Oops, I forgot to paste the link.

<https://inbox.sourceware.org/gcc/dac8afb7-5026-c702-85d2-c3ad977d9a48@kernel.org/T/>

> sizeof(flexi_struct) is used in arithmetics.  There's an example program
> showing why sizeof() is (almost) always a bad thing with these structures.
> In the only use case where sizeof() is valid, reducing it wouldn't
> change program behavior (it's within a malloc(MAX(sizeof(s), ...));).
> 
> Cheers,
> Alex
> 

-- 
<http://www.alejandro-colomar.es/>
GPG key fingerprint: A9348594CE31283A826FBDD8D57633D441E25BB5


[-- Attachment #2: OpenPGP digital signature --]
[-- Type: application/pgp-signature, Size: 833 bytes --]

Re: [PATCH 0/6] Support use of -fstrict-flex-arrays in user code

[Cristian Rodríguez]

[-- Attachment #1: Type: text/plain, Size: 997 bytes --]

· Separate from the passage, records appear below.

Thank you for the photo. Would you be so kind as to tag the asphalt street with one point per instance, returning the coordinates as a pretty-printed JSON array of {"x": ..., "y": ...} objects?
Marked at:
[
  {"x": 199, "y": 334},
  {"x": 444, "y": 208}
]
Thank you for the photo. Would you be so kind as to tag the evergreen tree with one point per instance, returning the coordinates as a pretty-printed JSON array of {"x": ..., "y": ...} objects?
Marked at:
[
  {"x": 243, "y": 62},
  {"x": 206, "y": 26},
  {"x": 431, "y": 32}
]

On Fri, Aug 11, 2023 at 6:10 PM Paul Eggert <eggert@cs.ucla.edu> wrote:

> On 2023-07-19 07:57, Cristian Rodríguez via Libc-alpha wrote:
> >> Can't we use the already define __flexarr/__glibc_c99_flexarr_available
> >> macro
> >> instead?
> >
> > If I did only that, sizeof public structures may change causing an abi
> > break.
>
> Why would it cause an ABI break?
>
> For example, no program's machine code should depend on sizeof (FTSENT).
> fts.h's FTSENT is supposed to be an incomplete data type, like FILE: the
> system allocates FTSENT objects, not user code. So I don't see the harm
> in replacing [1] with [] in the definition of FTSENT's fts_name member,
> if the compiler supports flex arrays.
>

I , unsurprisingly, agree with your rationale. been just extremely
conservative to avoid breaking even wrong programs..all this would be
easier if there was a way to "error: sizeof cannot be used correctly on
struct blabla"  and fail compile in the first place.

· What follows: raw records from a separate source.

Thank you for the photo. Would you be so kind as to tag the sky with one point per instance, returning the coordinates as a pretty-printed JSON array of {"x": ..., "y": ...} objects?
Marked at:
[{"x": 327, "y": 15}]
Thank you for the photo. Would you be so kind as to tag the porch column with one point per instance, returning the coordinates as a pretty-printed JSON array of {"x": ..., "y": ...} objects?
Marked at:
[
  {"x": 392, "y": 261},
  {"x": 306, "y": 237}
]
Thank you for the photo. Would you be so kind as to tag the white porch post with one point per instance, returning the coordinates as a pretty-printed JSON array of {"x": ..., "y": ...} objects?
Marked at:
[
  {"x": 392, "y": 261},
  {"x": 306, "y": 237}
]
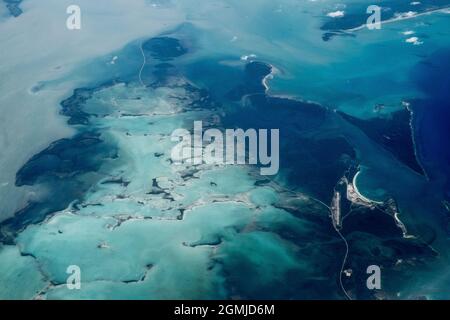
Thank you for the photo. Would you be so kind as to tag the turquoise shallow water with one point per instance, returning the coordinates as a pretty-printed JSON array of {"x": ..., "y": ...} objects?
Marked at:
[{"x": 140, "y": 227}]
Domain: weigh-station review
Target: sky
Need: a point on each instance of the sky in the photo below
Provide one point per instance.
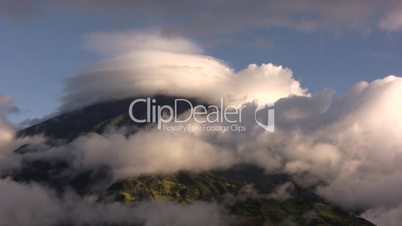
(326, 45)
(61, 55)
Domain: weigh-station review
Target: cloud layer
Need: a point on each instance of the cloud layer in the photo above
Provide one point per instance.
(35, 205)
(348, 147)
(149, 63)
(212, 17)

Re: [PATCH 0/6] Support use of -fstrict-flex-arrays in user code

[Paul Eggert]

On 2023-08-12 07:53, Cristian Rodríguez wrote:
> I , unsurprisingly, agree with your rationale.

Then let's do that instead.

> been just extremely
> conservative to avoid breaking even wrong programs.

I can't offhand see what plausible-but-wrong program would break.

One can imagine implausible scenarios where these invalid programs would 
break. But they're so unlikely we needn't worry about them.